Psychological Effects of Observers
● There are psychological effects that arise specifically from being in a position to watch. In the movie The Lives of Others, about East Germany’s Stasi system of state surveillance, a crucial transformation takes place in the psyche of the watcher, Gerd Weisler. At the start of the movie, he is a loyal party spy. By the end, the intrusiveness of his own watching and listening has changed him so much that he betrays the state Communist party.
● Although one might hope to imagine that the psychological effect of being a watcher is always so salutary, sadly we know that isn’t the case. Among the best recent evidence for the bleak downside is the stress registered by some surveillance drone operators, whom we can think of as contemporary, technology-empowered observers.

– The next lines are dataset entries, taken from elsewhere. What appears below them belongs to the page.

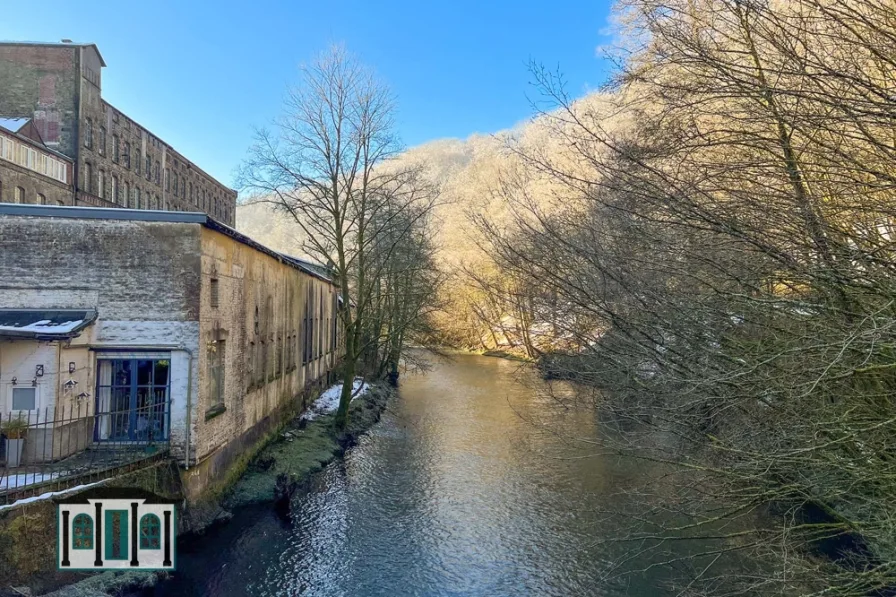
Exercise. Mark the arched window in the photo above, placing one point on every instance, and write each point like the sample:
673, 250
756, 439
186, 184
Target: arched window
82, 532
150, 532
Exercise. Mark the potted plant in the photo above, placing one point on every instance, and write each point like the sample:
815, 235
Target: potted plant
14, 430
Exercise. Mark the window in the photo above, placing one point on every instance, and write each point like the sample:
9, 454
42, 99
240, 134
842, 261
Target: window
133, 398
82, 532
150, 532
216, 353
213, 291
88, 134
87, 183
24, 399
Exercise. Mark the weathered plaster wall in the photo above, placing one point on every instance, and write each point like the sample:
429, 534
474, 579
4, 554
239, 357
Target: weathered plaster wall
141, 277
259, 317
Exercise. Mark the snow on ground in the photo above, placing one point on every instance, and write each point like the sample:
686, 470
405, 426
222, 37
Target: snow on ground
329, 400
50, 494
25, 479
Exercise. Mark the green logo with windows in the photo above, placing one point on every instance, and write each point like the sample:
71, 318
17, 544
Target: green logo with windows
116, 528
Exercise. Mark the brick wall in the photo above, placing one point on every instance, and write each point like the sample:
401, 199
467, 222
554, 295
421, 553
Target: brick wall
42, 82
49, 84
194, 190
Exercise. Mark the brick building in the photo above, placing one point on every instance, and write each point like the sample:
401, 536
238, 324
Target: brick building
164, 327
117, 162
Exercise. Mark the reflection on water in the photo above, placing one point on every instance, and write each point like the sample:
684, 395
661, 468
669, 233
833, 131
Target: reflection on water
470, 485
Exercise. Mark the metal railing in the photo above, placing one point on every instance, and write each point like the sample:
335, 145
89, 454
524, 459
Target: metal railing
46, 450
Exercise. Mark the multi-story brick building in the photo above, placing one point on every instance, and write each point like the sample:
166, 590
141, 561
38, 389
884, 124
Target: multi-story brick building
116, 161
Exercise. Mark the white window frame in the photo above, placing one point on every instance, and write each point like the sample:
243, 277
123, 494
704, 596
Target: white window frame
37, 398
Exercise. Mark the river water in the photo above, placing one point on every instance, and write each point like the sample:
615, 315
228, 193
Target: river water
470, 485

● For years, psychologists thought that post-traumatic stress disorder (PTSD) arose from “fear conditioning”—that is, from the lasting psychological ramifications of mortal terror. Drone pilots typically don’t experience that fear. They are physically safe, far away from the battlefield.
● But some suffer from PTSD, nevertheless—not because of any physical violence inflicted on them but, rather, due to their sensitivity to the violence they witness inflicted on others, or perhaps even reflecting the watchman’s failure, or inability, to do anything about it.
● Not all observers suffer equally. Many, it seems, are readily able to disassociate themselves from what they are seeing and doing. Somehow, for example, many of the guards at Nazi concentration camps during World War II were able to internalize the horrific depredations they administered.
● The lead Nazi exterminator, Adolph Eichmann, and others like him, expressed no outward effect from observing and orchestrating the greatest atrocities. It is a result that most people find extremely puzzling and very disturbing.
● As with most issues of psychology, the overall sum of evidence is somewhat inconclusive. But it is fair to say that the evidence confirms our instincts. We certainly see ways in which observation can enforce good behavior, but it also creates incentives for excess.
Questions to Consider

  1. If you had taken the Milgram test, how would you have reacted?

  2. Have you ever used an anonymizing feature on the web? Why? How do you react when someone else uses that feature and keeps their identity from you?